Clearly, though, there are Hollywood precedents for such a feat, in ‘Eternal Sunshine Of The Spotless Mind’ and ‘Synecdoche New York’ (neither successful), in the British ‘Sliding Doors’ and even the director’s own ‘Toto The Hero’. Breathtaking, brave and complex, this is nothing less than an explanation of life itself. It’s the story of Nemo, who at the age of nine must decide which of his parents to stay with. His decision not to decide precipitates him into four separate possible lives and an infinity of possibilities, which he traverses back and forth, finding and losing loved ones, his happiness or failure hinging on the tiniest chance, so that he eventually survives into the future to become the oldest living man, and eventually visits Mars.

One of the most visually arresting films ever made, ‘Mr Nobody’ has touches of Kubrick and Vonnegut, but is wholly Van Dormeil’s film.

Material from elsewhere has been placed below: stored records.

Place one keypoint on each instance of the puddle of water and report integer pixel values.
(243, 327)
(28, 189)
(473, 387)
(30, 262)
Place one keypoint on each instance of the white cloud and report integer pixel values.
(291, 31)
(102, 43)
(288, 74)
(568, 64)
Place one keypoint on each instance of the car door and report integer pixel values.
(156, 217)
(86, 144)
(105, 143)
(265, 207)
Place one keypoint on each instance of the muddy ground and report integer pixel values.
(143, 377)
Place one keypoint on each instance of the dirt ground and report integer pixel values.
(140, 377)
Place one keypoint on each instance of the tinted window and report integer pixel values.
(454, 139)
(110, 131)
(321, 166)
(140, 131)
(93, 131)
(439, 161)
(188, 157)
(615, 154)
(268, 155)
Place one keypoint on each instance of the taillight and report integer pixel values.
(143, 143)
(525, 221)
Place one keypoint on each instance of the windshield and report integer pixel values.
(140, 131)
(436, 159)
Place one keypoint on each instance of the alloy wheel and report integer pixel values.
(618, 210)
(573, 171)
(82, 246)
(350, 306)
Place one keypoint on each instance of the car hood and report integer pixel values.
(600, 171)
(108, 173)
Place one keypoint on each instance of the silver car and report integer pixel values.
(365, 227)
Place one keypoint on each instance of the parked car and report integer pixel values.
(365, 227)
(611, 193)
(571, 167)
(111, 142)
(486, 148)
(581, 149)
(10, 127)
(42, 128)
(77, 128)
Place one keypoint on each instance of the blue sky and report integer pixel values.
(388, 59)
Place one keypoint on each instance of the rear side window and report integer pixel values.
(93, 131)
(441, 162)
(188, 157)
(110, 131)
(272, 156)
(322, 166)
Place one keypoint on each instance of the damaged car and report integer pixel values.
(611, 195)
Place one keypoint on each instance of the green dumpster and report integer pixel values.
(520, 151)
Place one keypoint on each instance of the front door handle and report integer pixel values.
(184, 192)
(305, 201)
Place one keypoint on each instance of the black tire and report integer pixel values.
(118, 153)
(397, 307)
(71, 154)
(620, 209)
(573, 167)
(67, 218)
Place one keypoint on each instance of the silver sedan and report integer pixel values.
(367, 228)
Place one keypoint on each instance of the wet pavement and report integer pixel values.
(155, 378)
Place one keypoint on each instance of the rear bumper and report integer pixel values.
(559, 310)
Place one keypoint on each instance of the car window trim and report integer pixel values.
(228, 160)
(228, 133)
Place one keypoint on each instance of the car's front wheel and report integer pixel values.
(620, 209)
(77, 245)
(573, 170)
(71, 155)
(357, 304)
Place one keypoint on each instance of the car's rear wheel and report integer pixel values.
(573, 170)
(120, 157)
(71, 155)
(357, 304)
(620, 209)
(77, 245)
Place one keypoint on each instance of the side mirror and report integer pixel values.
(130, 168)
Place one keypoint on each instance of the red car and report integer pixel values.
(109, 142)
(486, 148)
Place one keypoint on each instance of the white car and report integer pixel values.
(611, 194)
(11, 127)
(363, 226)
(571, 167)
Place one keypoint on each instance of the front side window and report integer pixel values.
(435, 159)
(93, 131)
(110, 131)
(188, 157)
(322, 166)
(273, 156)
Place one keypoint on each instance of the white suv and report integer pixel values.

At two and a half hours it’s a tad long and occasionally confusing, but all is eventually explained in its own way, and every visual tic has a special meaning. Any tale that features youth, romance, infatuation, death, string theory, eternal life, the reversal of the universe and a thousand bicycles floating in space deserves to be seen, and not given snitty reviews by a handful of reviewers who clearly have no way of processing what they’ve just seen.

The film is available on DVD. It’s in English, and has mostly British and Belgian actors. I can see why it might annoy some, and enter the Top Ten lists of others – try it for yourself.

2 comments on “Re:View – ‘Mr Nobody’”

  1. Helen Martin says:

    That makes three stories with “Nobody” as a character: The Odyssey, this one and (Blast!) that one with the submarine and Capt. Nemo. We all wonder how our lives would differ if we had made different choices. Why shouldn’t all the choices make a good film?

  2. Helen Martin says:

    Twenty Thousand Leagues Under the Sea – or how ever many leagues it was. Why couldn’t I remember it yesterday.